While it is not the aim of this paper to revise western Eurasian Acer remains of sect. Palmata, we note that most of the taxonomic disagreement between previous authors discussing possible differences or conspecifity between A. vindobonensis and A. sanctae-crucis may be due to the fact that all previous authors compared these fossil-taxa (with the exception of the distinct A. protojaponicum ) to a single modern species, A. palmatum ( A. polymorphum ). One exception is the work by Stur (1867), who indicated similarities with various species of sect. Palmata. Table 1 summarizes leaf characteristics of previously described fossil members of sect. Palmata from western Eurasia and lists similarities to modern species. This is highly informative in the case of A. vindobonense , for which a subentire margin has been refuted (e.g., Walther and Zastawniak 2005), perhaps simply because such a margin is not found in the modern A. palmatum . However, there are other members of sect. Palmata that can be compared with the subentire to remotely serrate leaves of A. vindobonensis , such as Acer sinense ( Tab. 1), which produces leaves nearly identical to A. vindobonensis . Thus, considering a broader set of modern species as possible modern analogues of fossil-taxa, we suggest that a thorough revision of both western Eurasian and East Asian fossil-taxa of sect. Palmata is needed (T. Denk, in preparation).
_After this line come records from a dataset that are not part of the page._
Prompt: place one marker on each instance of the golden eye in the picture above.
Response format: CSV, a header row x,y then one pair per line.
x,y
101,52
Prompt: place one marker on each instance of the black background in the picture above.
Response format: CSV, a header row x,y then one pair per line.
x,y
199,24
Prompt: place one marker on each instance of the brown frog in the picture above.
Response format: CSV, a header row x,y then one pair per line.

The specimens from Oriolo differ from previously described fossil-species of Acer section Palmata by the lobe margin, which is serrate along most of the lamina, and by the variable and high number of lobes. According to Tanai (1983), lobe number is taxonomically informative in extant and fossil species of A. sect. Palmata. For example, in A. nordenskioeldi from East Asia, a great number of examined specimens consistently had 5–7 lobes. Among modern members of sect. Palmata, A. sieboldianum produces leaves that match A. aemilianum by its number of lobes and the serrate margin.
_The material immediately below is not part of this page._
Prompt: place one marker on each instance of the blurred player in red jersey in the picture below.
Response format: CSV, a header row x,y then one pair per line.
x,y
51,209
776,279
During the Middle Miocene to Pliocene, representatives of sect. Palmata were rare elements of several floras in western Eurasia ( Menzel 1906, Knobloch 1969, Kovar-Eder 1988).

Acer sanctae-crucis s. str. might have had its last occurrence in the Pliocene flora of Willershausen, and Acer protojaponicum in the Early Pleistocene of France (ca. 2 Ma; Bernasso; Leroy and Roiron 1996, Girard et al. 2019; Tab. 1). The new record from Oriolo extends the fossil record of sect. Palmata in Europe into the Pleistocene, ca. 0.84 Ma, before it was extirpated from Europe and Asia Minor.
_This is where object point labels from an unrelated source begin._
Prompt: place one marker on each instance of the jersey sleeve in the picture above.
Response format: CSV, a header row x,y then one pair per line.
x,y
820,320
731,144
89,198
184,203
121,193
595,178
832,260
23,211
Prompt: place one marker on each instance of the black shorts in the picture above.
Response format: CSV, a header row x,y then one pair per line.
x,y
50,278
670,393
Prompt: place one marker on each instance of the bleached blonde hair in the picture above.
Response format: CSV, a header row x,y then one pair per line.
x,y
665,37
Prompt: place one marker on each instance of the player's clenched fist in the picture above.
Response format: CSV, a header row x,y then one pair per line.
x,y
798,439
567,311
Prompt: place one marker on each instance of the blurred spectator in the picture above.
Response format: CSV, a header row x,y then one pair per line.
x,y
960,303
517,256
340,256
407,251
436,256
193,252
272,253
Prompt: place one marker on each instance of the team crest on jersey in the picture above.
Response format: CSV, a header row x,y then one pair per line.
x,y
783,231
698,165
A time-calibrated molecular phylogeny of maples suggested that the Asian members of the Palmata clade ( Grimm et al. 2006) diverged from the single North American member during the Middle Miocene ( Renner et al. 2008). The fossil record further provides evidence that the section was fairly diverse in western Eurasia before it was extirpated in the Pleistocene.